You can also use the META tag to block access to a single selected page, for example http://www.example.com/article/comments. Like this:

    <html>
    <head>
    <META NAME="googlebot" CONTENT="noindex">

You may wish to use these methods to block profile pages for new and not yet trustworthy users. Once you gain trust in the user, you can remove the crawling or indexing restrictions.

Think twice about enabling a guestbook or comments

A lot of spam doesn't give users a good impression of your site. If this feature isn't adding much value to your users, or if you won't have time to regularly monitor your guestbook or comments, consider turning them off. Most blogging software, such as Blogger, will let you turn comments off for individual posts.

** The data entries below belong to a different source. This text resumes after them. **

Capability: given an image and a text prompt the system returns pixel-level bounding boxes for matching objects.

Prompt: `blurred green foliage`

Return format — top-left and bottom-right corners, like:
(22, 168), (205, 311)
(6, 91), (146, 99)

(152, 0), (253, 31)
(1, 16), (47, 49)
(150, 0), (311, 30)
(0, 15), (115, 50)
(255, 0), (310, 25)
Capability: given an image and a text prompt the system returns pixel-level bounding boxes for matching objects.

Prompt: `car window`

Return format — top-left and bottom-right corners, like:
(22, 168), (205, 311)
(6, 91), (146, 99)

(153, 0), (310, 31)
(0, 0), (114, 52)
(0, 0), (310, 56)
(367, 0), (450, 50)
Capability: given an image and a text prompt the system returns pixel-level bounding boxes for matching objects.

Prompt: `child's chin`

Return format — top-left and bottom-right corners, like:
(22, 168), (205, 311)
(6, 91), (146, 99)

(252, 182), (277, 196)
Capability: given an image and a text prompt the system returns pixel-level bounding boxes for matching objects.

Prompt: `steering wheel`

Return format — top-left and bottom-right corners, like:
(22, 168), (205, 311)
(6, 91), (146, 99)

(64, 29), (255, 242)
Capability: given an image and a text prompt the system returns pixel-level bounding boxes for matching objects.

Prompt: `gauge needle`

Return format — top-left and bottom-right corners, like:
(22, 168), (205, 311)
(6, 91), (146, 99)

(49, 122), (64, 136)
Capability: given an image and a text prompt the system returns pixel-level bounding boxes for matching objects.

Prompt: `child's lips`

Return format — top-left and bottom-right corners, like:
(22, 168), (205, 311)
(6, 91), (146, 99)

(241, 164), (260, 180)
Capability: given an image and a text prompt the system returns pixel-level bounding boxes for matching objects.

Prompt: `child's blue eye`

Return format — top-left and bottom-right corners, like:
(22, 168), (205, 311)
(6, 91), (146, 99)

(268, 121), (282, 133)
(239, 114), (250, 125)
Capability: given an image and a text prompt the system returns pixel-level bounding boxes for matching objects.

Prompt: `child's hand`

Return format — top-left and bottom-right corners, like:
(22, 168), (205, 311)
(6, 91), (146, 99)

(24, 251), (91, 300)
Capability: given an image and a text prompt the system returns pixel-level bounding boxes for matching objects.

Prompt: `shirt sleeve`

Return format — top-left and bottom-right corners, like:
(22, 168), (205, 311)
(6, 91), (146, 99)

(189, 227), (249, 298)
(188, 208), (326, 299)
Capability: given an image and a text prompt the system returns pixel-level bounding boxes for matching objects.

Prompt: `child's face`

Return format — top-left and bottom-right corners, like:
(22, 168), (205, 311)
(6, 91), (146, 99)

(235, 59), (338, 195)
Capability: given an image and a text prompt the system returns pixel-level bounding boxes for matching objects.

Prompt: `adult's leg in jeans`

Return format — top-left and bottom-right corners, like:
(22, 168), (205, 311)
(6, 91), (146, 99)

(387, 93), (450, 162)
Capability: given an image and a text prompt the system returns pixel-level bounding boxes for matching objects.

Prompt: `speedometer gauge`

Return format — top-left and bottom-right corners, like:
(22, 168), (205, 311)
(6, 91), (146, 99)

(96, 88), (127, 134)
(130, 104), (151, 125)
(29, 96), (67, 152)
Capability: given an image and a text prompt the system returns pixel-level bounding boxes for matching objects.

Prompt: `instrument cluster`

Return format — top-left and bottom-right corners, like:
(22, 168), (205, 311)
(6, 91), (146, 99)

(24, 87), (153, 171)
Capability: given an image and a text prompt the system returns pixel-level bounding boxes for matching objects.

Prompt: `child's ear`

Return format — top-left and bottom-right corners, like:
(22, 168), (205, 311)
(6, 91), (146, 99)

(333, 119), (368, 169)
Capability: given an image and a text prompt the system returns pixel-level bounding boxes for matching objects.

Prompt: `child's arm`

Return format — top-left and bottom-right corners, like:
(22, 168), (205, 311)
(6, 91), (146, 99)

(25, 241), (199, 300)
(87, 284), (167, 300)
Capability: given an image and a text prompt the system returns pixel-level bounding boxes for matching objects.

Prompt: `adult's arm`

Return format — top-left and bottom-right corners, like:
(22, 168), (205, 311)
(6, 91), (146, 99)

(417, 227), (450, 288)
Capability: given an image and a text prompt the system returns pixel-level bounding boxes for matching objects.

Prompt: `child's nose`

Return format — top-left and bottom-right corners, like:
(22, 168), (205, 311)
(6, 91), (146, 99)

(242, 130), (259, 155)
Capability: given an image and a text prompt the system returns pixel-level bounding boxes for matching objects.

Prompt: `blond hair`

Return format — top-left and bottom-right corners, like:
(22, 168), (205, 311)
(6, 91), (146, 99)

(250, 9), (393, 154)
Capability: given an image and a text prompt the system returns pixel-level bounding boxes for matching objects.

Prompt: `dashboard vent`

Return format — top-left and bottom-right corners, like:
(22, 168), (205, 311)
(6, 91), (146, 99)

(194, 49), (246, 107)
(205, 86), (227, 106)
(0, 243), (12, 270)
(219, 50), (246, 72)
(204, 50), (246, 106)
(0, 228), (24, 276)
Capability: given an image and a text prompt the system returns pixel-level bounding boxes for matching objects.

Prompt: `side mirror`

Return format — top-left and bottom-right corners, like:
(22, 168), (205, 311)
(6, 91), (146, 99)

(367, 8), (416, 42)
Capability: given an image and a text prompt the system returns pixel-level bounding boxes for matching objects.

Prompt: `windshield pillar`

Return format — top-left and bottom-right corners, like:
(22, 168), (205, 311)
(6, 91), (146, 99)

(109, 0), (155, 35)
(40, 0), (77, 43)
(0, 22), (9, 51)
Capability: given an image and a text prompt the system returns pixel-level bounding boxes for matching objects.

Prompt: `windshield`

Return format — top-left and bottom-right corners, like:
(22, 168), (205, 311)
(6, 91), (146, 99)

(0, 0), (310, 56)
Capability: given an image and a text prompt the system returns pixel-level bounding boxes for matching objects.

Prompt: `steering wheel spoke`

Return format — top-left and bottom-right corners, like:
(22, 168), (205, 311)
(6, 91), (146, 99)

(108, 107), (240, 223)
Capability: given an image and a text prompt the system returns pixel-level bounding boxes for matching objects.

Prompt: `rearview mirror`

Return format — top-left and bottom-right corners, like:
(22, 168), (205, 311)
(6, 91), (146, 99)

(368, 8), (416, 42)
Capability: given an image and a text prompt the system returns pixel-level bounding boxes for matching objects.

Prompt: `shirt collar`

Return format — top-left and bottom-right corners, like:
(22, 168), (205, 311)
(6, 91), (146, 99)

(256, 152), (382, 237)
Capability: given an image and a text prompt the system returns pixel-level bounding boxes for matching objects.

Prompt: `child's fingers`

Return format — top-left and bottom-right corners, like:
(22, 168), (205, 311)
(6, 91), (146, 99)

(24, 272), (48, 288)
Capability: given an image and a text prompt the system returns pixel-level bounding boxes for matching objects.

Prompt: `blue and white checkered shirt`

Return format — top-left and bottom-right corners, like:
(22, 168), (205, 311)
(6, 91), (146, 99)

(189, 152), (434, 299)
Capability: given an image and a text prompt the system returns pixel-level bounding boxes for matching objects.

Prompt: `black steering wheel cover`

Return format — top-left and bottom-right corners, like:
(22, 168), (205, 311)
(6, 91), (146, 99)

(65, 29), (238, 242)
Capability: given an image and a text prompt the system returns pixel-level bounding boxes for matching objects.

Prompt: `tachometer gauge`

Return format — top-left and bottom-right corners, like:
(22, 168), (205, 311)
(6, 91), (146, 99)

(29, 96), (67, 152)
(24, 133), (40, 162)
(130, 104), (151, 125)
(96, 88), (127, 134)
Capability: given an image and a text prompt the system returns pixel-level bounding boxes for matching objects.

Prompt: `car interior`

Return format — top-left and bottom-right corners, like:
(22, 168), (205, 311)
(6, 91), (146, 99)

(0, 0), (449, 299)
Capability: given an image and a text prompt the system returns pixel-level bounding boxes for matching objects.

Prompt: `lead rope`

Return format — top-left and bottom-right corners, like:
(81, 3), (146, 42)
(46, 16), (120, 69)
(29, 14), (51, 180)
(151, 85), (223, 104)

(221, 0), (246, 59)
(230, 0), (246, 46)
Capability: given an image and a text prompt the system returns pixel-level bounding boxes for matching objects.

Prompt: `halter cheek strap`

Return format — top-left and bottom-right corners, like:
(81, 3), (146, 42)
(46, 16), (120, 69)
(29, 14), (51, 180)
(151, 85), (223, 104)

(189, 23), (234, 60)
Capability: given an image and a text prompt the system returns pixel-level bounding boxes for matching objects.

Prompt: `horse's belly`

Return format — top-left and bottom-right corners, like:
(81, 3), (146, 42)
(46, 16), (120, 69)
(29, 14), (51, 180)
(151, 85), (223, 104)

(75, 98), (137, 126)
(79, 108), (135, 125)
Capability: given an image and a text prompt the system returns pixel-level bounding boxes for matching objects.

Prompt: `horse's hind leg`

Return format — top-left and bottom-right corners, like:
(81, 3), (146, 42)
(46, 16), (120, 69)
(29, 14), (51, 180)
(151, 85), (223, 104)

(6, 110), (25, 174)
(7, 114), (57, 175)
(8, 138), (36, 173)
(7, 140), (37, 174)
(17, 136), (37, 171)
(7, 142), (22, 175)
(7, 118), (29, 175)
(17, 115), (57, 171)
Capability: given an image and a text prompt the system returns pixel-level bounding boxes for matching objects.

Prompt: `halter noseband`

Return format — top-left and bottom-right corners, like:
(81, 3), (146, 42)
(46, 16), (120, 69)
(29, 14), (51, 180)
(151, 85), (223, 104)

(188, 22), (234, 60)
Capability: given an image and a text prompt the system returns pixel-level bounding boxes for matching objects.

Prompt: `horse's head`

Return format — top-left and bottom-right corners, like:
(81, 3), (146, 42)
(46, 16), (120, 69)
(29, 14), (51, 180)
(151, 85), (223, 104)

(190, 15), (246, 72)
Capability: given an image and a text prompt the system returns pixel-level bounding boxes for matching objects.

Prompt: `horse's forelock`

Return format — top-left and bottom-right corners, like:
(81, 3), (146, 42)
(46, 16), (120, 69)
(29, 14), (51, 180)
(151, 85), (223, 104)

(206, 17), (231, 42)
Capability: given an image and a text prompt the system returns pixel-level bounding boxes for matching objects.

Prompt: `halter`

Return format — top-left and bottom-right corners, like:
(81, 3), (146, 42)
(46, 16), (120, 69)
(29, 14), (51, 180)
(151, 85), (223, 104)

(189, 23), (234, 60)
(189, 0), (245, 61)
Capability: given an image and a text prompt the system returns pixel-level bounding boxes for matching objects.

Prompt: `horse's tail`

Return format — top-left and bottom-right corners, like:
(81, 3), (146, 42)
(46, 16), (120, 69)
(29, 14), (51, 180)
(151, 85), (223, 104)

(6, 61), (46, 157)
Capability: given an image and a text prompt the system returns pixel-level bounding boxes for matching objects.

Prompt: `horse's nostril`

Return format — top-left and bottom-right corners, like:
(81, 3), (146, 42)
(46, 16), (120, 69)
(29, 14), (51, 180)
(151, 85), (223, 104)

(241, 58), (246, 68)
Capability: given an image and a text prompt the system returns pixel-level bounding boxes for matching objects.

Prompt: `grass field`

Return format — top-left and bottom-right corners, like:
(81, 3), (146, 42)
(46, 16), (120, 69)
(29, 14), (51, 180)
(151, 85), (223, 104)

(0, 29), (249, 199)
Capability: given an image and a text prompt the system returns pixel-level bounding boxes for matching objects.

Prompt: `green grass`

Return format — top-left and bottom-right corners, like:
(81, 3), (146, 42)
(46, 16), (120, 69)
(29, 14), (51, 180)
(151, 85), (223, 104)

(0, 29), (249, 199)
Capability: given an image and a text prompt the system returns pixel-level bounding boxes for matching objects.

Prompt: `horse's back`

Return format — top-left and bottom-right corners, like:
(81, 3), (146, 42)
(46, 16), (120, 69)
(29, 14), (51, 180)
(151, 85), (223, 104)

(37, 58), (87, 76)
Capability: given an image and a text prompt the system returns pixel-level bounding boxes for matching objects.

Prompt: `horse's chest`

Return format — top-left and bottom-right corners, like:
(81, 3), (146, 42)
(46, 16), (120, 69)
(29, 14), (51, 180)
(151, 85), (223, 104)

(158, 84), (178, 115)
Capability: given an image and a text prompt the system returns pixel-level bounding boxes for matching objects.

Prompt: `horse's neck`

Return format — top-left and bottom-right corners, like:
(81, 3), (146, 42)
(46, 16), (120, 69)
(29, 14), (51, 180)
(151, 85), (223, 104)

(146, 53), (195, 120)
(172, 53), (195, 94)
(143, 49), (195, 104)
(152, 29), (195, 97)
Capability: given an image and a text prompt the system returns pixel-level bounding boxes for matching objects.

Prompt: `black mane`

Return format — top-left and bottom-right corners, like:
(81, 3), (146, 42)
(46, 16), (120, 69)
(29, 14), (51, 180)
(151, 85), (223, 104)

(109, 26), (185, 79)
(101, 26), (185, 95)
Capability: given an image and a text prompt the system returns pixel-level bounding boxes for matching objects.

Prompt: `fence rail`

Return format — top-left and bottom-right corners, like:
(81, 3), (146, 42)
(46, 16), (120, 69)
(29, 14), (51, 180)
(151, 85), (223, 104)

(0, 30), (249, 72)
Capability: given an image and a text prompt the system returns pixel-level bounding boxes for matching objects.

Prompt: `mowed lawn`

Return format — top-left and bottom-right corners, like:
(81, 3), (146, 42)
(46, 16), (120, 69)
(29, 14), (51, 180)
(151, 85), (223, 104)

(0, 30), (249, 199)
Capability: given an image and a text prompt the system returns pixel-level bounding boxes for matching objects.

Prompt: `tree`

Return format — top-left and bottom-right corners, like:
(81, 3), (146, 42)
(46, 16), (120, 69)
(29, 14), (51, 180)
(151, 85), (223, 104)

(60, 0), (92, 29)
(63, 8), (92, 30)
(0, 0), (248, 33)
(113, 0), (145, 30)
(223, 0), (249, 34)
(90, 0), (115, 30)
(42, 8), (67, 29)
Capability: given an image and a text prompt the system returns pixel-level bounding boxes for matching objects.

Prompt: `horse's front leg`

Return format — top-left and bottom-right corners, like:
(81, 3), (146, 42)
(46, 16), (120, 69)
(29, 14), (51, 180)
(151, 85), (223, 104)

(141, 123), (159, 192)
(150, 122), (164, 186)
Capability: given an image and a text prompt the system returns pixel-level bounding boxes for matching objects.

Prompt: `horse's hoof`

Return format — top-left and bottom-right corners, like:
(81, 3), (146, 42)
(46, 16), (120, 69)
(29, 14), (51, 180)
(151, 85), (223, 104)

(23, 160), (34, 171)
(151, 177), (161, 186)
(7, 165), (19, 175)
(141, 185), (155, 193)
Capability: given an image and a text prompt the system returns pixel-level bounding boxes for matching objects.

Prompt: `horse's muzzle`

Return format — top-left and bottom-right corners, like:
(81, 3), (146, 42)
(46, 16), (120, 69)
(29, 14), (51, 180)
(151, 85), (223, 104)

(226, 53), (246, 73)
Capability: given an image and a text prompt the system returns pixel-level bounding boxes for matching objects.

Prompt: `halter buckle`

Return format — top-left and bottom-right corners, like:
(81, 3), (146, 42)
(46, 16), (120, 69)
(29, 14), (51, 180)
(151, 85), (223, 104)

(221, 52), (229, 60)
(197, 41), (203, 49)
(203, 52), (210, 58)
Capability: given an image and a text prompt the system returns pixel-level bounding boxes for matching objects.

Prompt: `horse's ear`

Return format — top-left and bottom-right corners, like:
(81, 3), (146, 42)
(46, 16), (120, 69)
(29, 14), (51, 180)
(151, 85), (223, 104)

Use a blacklist to prevent repetitive spamming attempts.

Google often sees large numbers of fake profiles on one innocent site all linking to the same domain. Once you find a single spammy profile, make it simple to remove any others.

Add a "report spam" feature to user profiles and friend invitations.

Your users care about your community and are annoyed by spam too. Let them help you solve the problem.

Monitor your site for spammy pages.

One of the best tools for this is Google Alerts. Set up a site: query using commercial or adult keywords that you wouldn't expect to see on your site. Google Alerts is also a great tool to help detect hacked pages. The Keywords page in Webmaster Tools lists significant keywords found on your site, so it's a good idea to check this regularly for unexpected and volatile vocabulary.